Ici, en Occident, nous pouvons nous permettre ces hausses de prix et ces pertes de revenus, mais elles sont insupportables pour les pays pauvres. Et puis il y a le changement climatique, dont la gestion coûtera de toute façon quelques points de pourcentage du produit national brut (avec ou sans efforts de prévention). Les mesures prises par les banques centrales sont inefficaces contre ces hausses de prix.

Quelles futures évolutions ?

L’interconnexion mondiale et la division mondiale du travail sont partiellement inversées. Nous assistons à une re-régionalisation associée à une nouvelle formation des blocs à l’échelle mondiale (la Russie se tourne vers l’Inde et la Chine). Un effondrement de la Russie, en raison de sa situation financière tendue, est possible.

Des coûts de défense élevés, auxquels s’ajoutent les pertes liées à l’Ukraine et les coûts de l’embargo, sont difficilement supportables pour un pays de la taille économique de l’Espagne. La faiblesse économique a eu raison du bloc de l’Est. Une désintégration similaire est également envisageable en Russie. 

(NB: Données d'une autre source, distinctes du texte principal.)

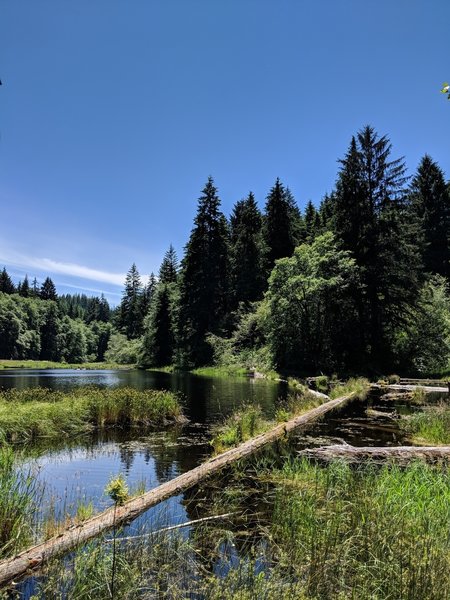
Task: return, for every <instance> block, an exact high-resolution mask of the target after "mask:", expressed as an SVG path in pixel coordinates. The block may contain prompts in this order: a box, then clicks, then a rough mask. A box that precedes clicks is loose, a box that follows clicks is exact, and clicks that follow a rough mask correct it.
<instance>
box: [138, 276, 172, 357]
mask: <svg viewBox="0 0 450 600" xmlns="http://www.w3.org/2000/svg"><path fill="white" fill-rule="evenodd" d="M171 285H172V286H173V283H172V284H165V283H159V284H158V287H157V290H156V292H155V300H154V303H153V305H152V310H151V313H150V315H149V318H148V326H147V331H146V332H145V335H144V344H143V348H144V357H143V359H142V361H141V362H142V363H143V364H145V365H148V366H154V367H163V366H166V365H171V364H172V362H173V355H174V341H175V340H174V327H173V320H172V300H171V292H170V287H171Z"/></svg>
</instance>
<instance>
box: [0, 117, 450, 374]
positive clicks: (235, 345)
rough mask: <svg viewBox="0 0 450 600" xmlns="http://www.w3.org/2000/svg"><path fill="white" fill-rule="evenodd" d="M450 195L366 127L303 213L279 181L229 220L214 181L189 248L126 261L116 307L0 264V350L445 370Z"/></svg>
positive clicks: (265, 364) (104, 299)
mask: <svg viewBox="0 0 450 600" xmlns="http://www.w3.org/2000/svg"><path fill="white" fill-rule="evenodd" d="M449 206H450V198H449V187H448V184H447V182H446V180H445V176H444V173H443V171H442V170H441V169H440V167H439V165H437V164H436V163H435V162H434V161H433V160H432V158H431V157H430V156H428V155H425V156H424V157H423V159H422V160H421V162H420V164H419V166H418V168H417V170H416V172H415V174H414V175H413V177H409V176H408V174H407V169H406V164H405V162H404V160H403V159H399V158H395V157H394V156H393V151H392V145H391V143H390V141H389V139H388V138H387V137H386V136H380V135H379V134H378V133H377V132H376V131H375V130H374V129H373V128H372V127H370V126H367V127H364V128H363V129H362V130H360V131H359V132H357V133H356V134H355V135H354V136H353V137H352V139H351V140H350V143H349V146H348V149H347V152H346V153H345V154H344V156H343V157H342V158H341V159H340V161H339V171H338V173H337V178H336V185H335V188H334V189H333V190H332V192H331V193H330V194H329V195H327V196H326V197H324V198H323V199H322V201H321V203H320V205H318V206H315V205H314V204H313V203H312V202H309V203H308V204H307V205H306V207H305V208H304V210H303V211H301V210H300V208H299V207H298V205H297V203H296V201H295V199H294V197H293V195H292V193H291V191H290V190H289V188H288V187H286V186H285V185H284V184H283V183H282V182H281V181H280V180H279V179H277V180H276V182H275V184H274V185H273V187H272V188H271V189H270V191H269V193H268V195H267V198H266V202H265V206H264V210H262V211H261V210H260V208H259V207H258V204H257V202H256V199H255V197H254V195H253V194H252V193H249V194H248V195H247V197H245V198H244V199H242V200H238V201H237V202H236V204H235V206H234V208H233V211H232V213H231V215H230V216H229V218H226V216H225V215H224V214H223V213H222V212H221V209H220V199H219V195H218V190H217V188H216V187H215V185H214V182H213V180H212V179H211V178H209V179H208V181H207V183H206V185H205V187H204V189H203V190H202V194H201V196H200V198H199V203H198V210H197V214H196V216H195V220H194V226H193V229H192V231H191V235H190V237H189V240H188V242H187V245H186V247H185V252H184V256H183V258H182V260H181V262H178V259H177V255H176V252H175V250H174V248H173V247H172V246H170V247H169V249H168V251H167V253H166V255H165V256H164V259H163V261H162V263H161V267H160V269H159V273H158V274H157V276H155V275H152V276H151V277H150V279H149V281H148V282H147V283H145V284H143V283H142V281H141V278H140V275H139V272H138V269H137V267H136V266H135V265H132V267H131V268H130V270H129V272H128V274H127V277H126V281H125V289H124V292H123V297H122V301H121V303H120V305H119V306H118V307H116V308H115V309H114V310H111V309H110V307H109V306H108V304H107V302H106V300H105V299H104V298H90V299H89V298H86V297H85V296H80V295H65V296H60V297H58V296H57V294H56V290H55V289H54V285H53V283H52V281H51V280H50V279H49V278H47V280H46V281H45V282H44V283H43V284H42V285H41V286H39V285H38V284H37V282H36V281H34V282H33V283H32V284H30V283H29V282H28V280H27V278H26V280H24V281H22V282H20V284H19V285H15V284H13V282H12V280H11V278H10V277H9V275H8V273H7V272H6V270H5V269H4V270H3V272H2V273H1V277H0V340H1V342H0V358H5V359H18V360H28V359H36V360H53V361H65V362H67V363H81V362H86V361H95V362H102V361H104V360H106V361H109V362H112V363H119V364H120V363H123V364H138V365H140V366H142V367H151V368H157V367H162V366H167V365H174V366H175V367H177V368H180V369H195V368H203V367H207V366H211V365H214V366H215V367H217V368H219V369H223V370H224V371H225V372H230V371H231V372H233V373H234V372H240V370H241V369H244V370H247V371H248V370H250V371H254V370H256V371H259V372H263V373H264V372H268V371H271V370H275V371H276V372H283V373H291V374H292V373H297V374H299V375H314V374H320V373H325V374H327V375H331V374H333V373H338V374H339V375H342V374H347V375H351V374H361V373H365V374H368V375H371V376H372V375H380V374H382V373H389V372H392V371H395V372H398V373H411V374H412V373H416V374H420V375H424V374H430V375H431V374H438V373H443V372H446V371H447V372H448V369H449V356H450V342H449V340H450V308H449V306H450V300H449V292H448V278H449V275H450V269H449V266H448V265H449V264H450V261H449V259H450V245H449V239H450V209H449Z"/></svg>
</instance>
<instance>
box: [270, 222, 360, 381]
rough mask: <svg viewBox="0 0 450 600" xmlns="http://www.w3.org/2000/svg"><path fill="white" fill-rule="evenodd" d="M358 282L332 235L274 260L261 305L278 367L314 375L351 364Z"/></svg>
mask: <svg viewBox="0 0 450 600" xmlns="http://www.w3.org/2000/svg"><path fill="white" fill-rule="evenodd" d="M357 284H358V270H357V267H356V265H355V261H354V259H352V258H350V253H349V252H348V251H345V250H339V249H338V248H337V245H336V242H335V240H334V237H333V234H332V233H330V232H328V233H326V234H324V235H322V236H318V237H317V238H316V239H315V240H314V242H312V243H311V244H303V245H301V246H299V247H297V248H296V249H295V252H294V255H293V256H292V257H290V258H284V259H281V260H279V261H278V262H277V264H276V265H275V268H274V269H273V271H272V274H271V276H270V278H269V290H268V292H267V294H266V297H265V301H264V302H265V304H266V305H267V316H266V319H265V325H266V335H267V339H268V342H269V346H270V348H271V351H272V354H273V358H274V362H275V365H276V367H278V368H281V369H288V370H291V371H292V370H294V371H302V372H305V373H314V372H320V371H326V372H329V371H330V370H333V369H343V368H346V367H348V366H349V362H350V358H349V357H350V356H351V353H352V346H353V341H352V337H353V320H354V318H355V309H354V304H353V300H352V291H353V288H354V287H355V286H357Z"/></svg>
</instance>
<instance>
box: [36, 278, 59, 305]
mask: <svg viewBox="0 0 450 600" xmlns="http://www.w3.org/2000/svg"><path fill="white" fill-rule="evenodd" d="M39 297H40V299H41V300H57V298H58V295H57V293H56V287H55V284H54V283H53V281H52V280H51V279H50V277H46V279H45V281H44V283H43V284H42V285H41V289H40V292H39Z"/></svg>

Dans le même temps, d’énormes investissements sont nécessaires en Europe pour compenser les échecs du passé : qu’il s’agisse du stockage du gaz, des gazoducs, des lignes électriques, du développement de sources d’énergie alternatives, de l’augmentation des dépenses militaires, de nouvelles logistiques d’approvisionnement, des ports, et ce idéalement de manière coordonnée au niveau européen. Il reste peu de temps pour tout cela.